Why Sexual Desire Is Morally Wrong

The great philosopher Immanuel Kant who lived during the 18th Century felt that the tendency of humans was to be evil. Specifically he believed that human beings were prone to do the things we desire to do rather than the things we should do. In essence, we really want to give in to the siren songs of our desires. Kant saw morality as the force that is supposed to close the gap between what we want to do and what we should do. 

Connecting Desire and Sex

After desire pops into the picture, sex is always close by. Kant was quick to point out the strong power that comes from sexual urges and the ability they have to prevent us from doing the proper things. He believe that sex was especially morally condemnable, as feelings of lust focus strictly on the body, and not the minds of the ones we desire sexually – thus, they are reduced to mere objects. And it will cause us to view these objects of our longings as merely things. Thus, these objects are reduced to being tools of our selfish gratification.

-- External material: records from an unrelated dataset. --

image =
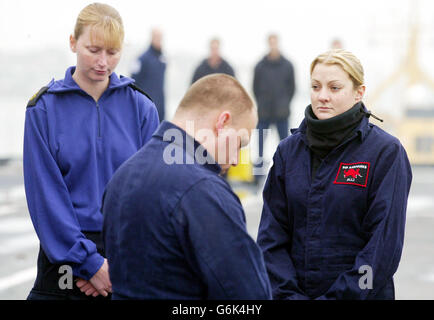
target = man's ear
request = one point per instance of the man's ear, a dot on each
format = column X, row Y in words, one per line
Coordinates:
column 223, row 119
column 73, row 43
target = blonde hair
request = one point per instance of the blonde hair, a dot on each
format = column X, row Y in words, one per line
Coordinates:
column 346, row 60
column 101, row 17
column 217, row 91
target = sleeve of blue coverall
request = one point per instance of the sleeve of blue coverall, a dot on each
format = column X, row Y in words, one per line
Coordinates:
column 384, row 223
column 274, row 235
column 150, row 121
column 49, row 202
column 211, row 230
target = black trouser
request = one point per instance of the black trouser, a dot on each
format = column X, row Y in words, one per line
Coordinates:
column 46, row 285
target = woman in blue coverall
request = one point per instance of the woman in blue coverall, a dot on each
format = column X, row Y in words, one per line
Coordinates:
column 332, row 225
column 78, row 131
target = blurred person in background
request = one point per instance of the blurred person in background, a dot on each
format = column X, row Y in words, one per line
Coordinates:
column 173, row 228
column 273, row 87
column 151, row 68
column 213, row 64
column 78, row 131
column 335, row 200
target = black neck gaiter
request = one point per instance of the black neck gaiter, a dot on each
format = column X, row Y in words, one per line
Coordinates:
column 325, row 135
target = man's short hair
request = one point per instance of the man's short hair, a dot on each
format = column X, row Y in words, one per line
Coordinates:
column 217, row 91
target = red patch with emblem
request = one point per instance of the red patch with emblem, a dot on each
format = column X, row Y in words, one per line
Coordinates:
column 353, row 173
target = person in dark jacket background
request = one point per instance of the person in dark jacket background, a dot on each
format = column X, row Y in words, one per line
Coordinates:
column 150, row 75
column 78, row 131
column 273, row 87
column 335, row 200
column 213, row 64
column 173, row 228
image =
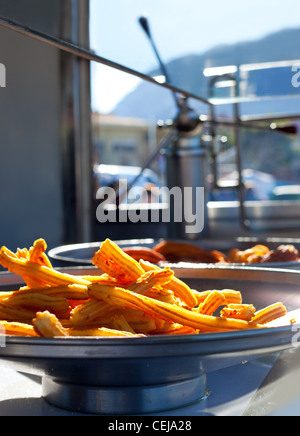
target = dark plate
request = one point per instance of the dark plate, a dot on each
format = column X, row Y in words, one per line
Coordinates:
column 141, row 375
column 82, row 254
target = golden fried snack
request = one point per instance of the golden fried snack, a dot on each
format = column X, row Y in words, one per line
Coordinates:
column 113, row 261
column 17, row 329
column 231, row 297
column 284, row 253
column 144, row 253
column 250, row 256
column 239, row 311
column 212, row 303
column 36, row 301
column 36, row 275
column 48, row 326
column 102, row 332
column 37, row 253
column 16, row 314
column 90, row 312
column 180, row 289
column 119, row 322
column 151, row 279
column 124, row 298
column 139, row 321
column 171, row 328
column 270, row 313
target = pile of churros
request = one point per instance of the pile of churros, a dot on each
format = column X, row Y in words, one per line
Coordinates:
column 125, row 298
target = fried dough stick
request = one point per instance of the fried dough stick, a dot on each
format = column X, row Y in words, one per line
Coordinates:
column 168, row 312
column 35, row 301
column 212, row 303
column 239, row 311
column 17, row 329
column 37, row 253
column 37, row 274
column 231, row 297
column 48, row 326
column 113, row 261
column 151, row 279
column 90, row 312
column 180, row 289
column 270, row 313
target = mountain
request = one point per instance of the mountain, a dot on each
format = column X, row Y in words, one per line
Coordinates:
column 152, row 102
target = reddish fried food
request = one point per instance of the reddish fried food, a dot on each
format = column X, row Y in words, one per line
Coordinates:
column 186, row 252
column 284, row 253
column 144, row 253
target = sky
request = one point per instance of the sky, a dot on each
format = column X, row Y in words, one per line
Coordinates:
column 179, row 27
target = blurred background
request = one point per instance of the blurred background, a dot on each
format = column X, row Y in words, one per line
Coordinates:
column 70, row 125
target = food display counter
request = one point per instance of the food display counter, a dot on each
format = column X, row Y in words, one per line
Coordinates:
column 133, row 330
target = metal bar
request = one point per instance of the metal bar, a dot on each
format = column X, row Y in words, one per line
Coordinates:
column 89, row 55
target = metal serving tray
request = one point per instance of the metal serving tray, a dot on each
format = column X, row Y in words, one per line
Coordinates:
column 153, row 374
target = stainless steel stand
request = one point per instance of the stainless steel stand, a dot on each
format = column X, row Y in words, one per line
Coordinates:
column 124, row 400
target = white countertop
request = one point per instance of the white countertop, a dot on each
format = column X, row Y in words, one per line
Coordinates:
column 269, row 386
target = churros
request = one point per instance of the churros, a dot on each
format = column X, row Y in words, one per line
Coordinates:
column 124, row 299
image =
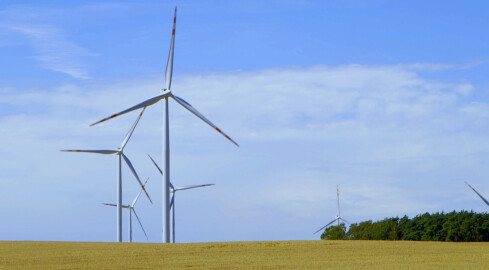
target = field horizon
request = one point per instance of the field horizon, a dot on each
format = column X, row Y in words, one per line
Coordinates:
column 312, row 254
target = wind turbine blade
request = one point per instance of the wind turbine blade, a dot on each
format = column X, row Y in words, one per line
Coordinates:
column 109, row 204
column 131, row 130
column 477, row 193
column 143, row 104
column 345, row 220
column 134, row 211
column 189, row 107
column 105, row 152
column 325, row 226
column 129, row 164
column 191, row 187
column 169, row 64
column 155, row 164
column 137, row 197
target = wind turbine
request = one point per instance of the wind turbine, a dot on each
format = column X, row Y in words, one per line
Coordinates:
column 338, row 217
column 120, row 153
column 166, row 94
column 477, row 193
column 173, row 190
column 131, row 210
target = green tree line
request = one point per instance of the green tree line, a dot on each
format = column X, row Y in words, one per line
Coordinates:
column 455, row 226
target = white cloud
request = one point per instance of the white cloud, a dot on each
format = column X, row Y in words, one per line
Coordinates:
column 395, row 141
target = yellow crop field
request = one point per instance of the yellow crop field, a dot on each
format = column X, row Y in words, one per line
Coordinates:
column 246, row 255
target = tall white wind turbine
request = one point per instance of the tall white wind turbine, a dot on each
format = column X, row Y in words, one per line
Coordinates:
column 338, row 217
column 173, row 191
column 166, row 94
column 120, row 153
column 477, row 193
column 131, row 209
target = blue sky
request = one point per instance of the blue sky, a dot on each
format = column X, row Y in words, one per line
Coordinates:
column 388, row 99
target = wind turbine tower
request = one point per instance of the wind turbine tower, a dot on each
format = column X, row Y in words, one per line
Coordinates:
column 166, row 94
column 338, row 217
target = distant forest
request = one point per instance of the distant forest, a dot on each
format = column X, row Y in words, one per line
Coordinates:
column 460, row 226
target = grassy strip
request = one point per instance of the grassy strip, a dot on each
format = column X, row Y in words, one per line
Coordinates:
column 246, row 255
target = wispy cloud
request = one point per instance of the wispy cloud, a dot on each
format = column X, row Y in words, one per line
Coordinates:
column 53, row 51
column 396, row 142
column 51, row 48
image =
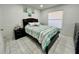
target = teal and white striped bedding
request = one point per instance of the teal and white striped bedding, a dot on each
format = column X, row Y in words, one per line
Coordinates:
column 42, row 33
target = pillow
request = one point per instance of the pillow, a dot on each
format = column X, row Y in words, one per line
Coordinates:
column 34, row 23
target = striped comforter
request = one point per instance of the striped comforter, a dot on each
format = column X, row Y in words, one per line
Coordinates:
column 42, row 33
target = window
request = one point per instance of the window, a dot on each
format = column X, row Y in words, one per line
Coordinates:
column 55, row 19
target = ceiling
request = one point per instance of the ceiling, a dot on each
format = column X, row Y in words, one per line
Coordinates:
column 37, row 6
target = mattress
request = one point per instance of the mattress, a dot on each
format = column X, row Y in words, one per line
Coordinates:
column 42, row 33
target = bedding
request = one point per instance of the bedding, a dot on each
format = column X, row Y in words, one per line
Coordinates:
column 34, row 23
column 42, row 33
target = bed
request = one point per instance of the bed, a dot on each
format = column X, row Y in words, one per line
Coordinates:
column 43, row 34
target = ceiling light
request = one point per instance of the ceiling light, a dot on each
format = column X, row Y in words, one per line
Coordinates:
column 41, row 6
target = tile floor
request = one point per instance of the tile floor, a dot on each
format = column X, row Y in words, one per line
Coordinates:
column 63, row 45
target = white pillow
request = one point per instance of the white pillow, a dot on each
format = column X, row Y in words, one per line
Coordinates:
column 34, row 23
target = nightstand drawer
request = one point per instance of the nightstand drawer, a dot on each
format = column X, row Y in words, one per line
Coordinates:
column 19, row 33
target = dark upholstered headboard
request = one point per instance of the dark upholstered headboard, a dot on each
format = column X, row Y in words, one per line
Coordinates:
column 26, row 21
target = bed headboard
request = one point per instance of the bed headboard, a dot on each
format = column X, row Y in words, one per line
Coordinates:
column 26, row 21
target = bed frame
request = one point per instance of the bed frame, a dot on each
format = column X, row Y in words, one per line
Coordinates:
column 53, row 39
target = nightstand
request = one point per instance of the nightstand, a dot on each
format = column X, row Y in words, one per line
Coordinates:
column 20, row 32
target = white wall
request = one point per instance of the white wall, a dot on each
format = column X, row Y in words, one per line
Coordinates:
column 1, row 37
column 12, row 16
column 71, row 16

Reducing People to Objects

In can mean several things whenever we treating people as objects. This includes when we beat them, when we verbally abuse them, and when we violate them. However, there even less violent ways that we can objectify others. For instance, we could choose to treat another person as simply a way to fulfill our own perverted sexual pleasures, thus we are satisfying our lust upon that person. And the fact that this other individual consents will not necessarily eliminate this objectification since two people can mutually agree to use each other purely sexual pleasure.

But many people believe that we are using one another every day under these criteria. Since most of us are providing services to others as we work our jobs – aren’t those who are receiving the services objectifying us? Under the Kant beliefs and philosophies, there types of relationships are not really provoking the exact same moral qualms. It is believed that either are not involving objectification, or these objectifications are neutered somehow.

Kant felt that scenarios like this were not a real problem. He has drawn a distinction between merely using someone – which is the very basis of objectification – and instances that rise about mere use. Even though we employ others to do jobs for us, and we accept payments for the work we do, this is not treating the other person as merely a tool; we are still recognizing the humanity of that person.  

Sex is viewed differently. If I employ a carpenter to build cabinets, according to Kant, I desire his talent. But whenever I desire another person sexually, I am desiring their body and not their talents or their intellectual capabilities, even though these could actually intensify the feelings of desire. Whenever we desire the body of another, we are often focusing on the parts of their body during sex: their buttocks, their penis, their clitoris, their thighs, their lips, etc. And the things we might desire to do with these body parts may differ from one person to the next.

Some may prefer to fondle them with their hands, others may want to so with their lips, others might want to use their tongues; and others may just want to look.